When a patient is severely burned, it changes their life. Not only in that moment, but for years to come. Annually, over 2 million people in the U.S. are treated for burns, and fortunately, the majority are not considered life threatening. However, EMS professionals are likely to come across a patient that requires major burn care sometime in their career. What is done for that patient in the first minutes can make a difference between a positive or a negative long-term outcome.

Pathophysiology

The skin is made up of three distinct layers: the epidermis, dermis and hypodermis/subcutaneous. As a burn progresses through each subsequent layer, the consequences become more debilitating. The depth of the burn depends upon how long the patient was in contact with the heat source, the thickness of the patient’s dermis, and the temperature of the source [1]. Regardless, with any type of burn, the barrier that repels microorganisms; assists in thermoregulation; maintains fluid and electrolyte balance; and processes pain, touch, heat and cold is compromised.

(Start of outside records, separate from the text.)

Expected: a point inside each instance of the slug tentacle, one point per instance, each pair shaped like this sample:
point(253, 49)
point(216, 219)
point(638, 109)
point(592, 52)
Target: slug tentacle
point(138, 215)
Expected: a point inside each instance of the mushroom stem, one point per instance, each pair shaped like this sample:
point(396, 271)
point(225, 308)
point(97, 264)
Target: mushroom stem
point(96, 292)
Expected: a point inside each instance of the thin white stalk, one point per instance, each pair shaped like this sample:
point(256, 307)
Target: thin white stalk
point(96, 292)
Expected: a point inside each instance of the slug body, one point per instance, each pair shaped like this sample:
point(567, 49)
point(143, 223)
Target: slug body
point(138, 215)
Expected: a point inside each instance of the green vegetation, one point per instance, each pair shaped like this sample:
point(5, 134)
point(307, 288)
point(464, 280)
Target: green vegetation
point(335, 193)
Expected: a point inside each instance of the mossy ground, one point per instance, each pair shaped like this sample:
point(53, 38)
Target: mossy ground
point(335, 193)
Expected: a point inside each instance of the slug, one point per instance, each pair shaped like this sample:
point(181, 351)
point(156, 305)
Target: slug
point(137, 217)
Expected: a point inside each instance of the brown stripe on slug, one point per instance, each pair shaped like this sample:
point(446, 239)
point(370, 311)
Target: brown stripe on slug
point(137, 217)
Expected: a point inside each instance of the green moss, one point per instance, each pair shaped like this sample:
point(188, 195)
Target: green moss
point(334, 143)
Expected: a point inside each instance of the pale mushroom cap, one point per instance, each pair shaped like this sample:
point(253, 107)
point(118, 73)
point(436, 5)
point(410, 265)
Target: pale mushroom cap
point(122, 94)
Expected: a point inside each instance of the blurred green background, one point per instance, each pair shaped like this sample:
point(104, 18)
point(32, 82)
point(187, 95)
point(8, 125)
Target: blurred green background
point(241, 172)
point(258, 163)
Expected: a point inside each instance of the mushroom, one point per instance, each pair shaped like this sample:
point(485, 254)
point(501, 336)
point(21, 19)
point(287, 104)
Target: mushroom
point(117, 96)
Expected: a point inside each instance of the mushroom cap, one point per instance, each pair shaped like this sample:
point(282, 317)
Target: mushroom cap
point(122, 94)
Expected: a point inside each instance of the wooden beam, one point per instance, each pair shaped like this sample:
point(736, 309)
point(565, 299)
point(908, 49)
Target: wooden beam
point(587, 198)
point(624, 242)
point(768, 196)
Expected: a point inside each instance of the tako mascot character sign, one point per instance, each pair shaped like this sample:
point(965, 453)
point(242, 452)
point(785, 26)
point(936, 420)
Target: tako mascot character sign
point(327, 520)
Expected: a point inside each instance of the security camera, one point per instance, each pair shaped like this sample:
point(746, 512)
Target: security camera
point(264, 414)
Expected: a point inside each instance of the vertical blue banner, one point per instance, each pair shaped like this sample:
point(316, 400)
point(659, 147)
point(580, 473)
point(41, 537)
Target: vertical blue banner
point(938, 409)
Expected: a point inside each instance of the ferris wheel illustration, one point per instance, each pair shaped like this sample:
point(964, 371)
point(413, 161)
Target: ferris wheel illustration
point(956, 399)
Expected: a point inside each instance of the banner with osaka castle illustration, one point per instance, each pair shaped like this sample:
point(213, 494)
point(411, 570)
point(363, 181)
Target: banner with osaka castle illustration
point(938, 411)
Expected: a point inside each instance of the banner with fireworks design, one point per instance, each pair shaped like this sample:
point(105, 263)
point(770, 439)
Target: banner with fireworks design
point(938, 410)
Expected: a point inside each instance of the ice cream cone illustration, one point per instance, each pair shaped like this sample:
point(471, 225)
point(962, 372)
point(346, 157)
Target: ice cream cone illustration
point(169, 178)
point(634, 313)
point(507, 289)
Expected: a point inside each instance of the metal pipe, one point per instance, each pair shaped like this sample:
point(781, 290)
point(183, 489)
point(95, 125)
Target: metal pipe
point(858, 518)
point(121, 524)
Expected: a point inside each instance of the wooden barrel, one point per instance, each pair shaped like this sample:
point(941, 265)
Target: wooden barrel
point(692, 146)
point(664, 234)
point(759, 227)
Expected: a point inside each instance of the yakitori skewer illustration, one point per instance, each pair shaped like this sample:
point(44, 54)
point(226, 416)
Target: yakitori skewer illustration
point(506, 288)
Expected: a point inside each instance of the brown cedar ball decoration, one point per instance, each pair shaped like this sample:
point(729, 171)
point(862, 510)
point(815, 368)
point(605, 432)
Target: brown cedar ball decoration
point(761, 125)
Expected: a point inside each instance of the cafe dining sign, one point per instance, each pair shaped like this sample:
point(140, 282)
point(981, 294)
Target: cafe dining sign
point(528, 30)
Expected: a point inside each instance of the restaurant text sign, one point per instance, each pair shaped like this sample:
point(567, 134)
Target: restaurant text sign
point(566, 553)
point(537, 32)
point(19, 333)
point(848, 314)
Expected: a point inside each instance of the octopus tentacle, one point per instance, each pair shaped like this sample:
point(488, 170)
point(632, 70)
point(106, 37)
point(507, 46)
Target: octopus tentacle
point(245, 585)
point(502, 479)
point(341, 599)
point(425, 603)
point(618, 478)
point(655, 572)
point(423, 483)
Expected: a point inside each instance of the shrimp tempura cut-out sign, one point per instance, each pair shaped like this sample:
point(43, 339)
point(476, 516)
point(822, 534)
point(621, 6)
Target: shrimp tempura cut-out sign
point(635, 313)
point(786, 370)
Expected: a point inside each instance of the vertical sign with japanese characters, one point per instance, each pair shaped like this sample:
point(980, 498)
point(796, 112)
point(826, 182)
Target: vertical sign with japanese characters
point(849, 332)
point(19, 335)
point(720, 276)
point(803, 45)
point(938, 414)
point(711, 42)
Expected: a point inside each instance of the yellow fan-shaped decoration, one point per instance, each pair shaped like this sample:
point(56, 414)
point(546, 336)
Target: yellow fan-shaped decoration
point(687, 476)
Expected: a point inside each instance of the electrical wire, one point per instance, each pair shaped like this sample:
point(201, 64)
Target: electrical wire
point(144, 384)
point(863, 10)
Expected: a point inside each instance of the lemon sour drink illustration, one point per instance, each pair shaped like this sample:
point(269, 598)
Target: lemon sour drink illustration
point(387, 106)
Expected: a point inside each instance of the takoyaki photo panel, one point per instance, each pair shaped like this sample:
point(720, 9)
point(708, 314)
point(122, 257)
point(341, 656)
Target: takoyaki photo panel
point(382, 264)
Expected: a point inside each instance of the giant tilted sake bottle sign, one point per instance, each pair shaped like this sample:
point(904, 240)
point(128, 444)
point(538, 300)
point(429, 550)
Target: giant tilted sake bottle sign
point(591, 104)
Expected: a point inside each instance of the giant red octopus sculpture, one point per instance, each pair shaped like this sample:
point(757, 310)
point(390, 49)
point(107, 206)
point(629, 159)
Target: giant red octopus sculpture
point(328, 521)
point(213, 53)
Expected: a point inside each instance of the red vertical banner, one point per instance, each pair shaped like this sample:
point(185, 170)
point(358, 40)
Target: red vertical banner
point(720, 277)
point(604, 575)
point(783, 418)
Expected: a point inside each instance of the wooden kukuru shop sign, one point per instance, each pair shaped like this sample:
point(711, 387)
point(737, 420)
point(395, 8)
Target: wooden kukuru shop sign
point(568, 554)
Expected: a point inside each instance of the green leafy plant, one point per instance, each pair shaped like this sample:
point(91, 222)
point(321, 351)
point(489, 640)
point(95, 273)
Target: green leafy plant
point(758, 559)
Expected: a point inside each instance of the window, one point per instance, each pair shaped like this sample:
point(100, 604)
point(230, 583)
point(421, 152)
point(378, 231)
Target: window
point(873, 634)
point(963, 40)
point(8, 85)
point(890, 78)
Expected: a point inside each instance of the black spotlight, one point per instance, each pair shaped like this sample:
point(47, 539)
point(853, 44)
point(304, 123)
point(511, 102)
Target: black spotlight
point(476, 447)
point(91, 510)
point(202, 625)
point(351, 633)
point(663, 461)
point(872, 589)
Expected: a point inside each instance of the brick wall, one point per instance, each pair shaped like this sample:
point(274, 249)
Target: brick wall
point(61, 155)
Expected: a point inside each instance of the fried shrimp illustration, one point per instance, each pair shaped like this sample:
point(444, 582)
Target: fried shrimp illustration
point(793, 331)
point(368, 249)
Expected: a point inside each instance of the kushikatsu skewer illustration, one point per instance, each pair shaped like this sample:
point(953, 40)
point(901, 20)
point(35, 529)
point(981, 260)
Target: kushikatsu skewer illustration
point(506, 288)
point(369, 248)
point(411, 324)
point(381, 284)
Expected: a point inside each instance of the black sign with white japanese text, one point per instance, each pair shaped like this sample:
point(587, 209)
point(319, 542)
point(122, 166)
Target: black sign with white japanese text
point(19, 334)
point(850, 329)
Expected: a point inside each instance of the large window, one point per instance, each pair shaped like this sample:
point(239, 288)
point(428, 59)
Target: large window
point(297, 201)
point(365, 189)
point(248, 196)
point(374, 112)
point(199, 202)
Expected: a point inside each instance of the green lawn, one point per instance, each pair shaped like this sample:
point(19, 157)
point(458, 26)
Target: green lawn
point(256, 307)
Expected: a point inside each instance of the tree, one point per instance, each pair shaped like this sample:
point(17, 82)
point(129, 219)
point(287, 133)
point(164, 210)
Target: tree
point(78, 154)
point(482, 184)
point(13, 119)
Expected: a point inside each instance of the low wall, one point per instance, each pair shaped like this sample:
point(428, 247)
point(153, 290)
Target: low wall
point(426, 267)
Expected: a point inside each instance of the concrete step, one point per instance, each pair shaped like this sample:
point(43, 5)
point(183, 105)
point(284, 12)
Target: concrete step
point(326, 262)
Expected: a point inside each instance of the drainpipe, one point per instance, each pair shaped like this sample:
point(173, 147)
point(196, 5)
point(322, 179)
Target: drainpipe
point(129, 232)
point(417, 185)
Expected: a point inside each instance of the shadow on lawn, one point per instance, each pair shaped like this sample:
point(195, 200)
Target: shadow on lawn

When heat is applied to the skin, it denatures its protein structure. This essentially disrupts the skins’ molecular configuration and, in some cases, forever alters it. At the point of contact, and within the surrounding tissue, three distinct areas develop. The first is the zone of coagulation. The maximum amount of damage occurs here and irreversible tissue loss, due to protein destruction, results. The zone of stasis is the area surrounding the zone of coagulation. It is the area of skin beneath the coagulated surface of a burn in which blood flow is diminished and tissue fluid collects. This region of a burn may become necrotic if it becomes infected or fails to receive adequate blood flow [5]. On the outermost edge of the burn is the zone of hyperemia. Here, tissue perfusion is adequate due to patent blood vessels, and erythema occurs due to increased vascular permeability. The tissue will usually recover unless there is severe sepsis or prolonged hypoperfusion [2].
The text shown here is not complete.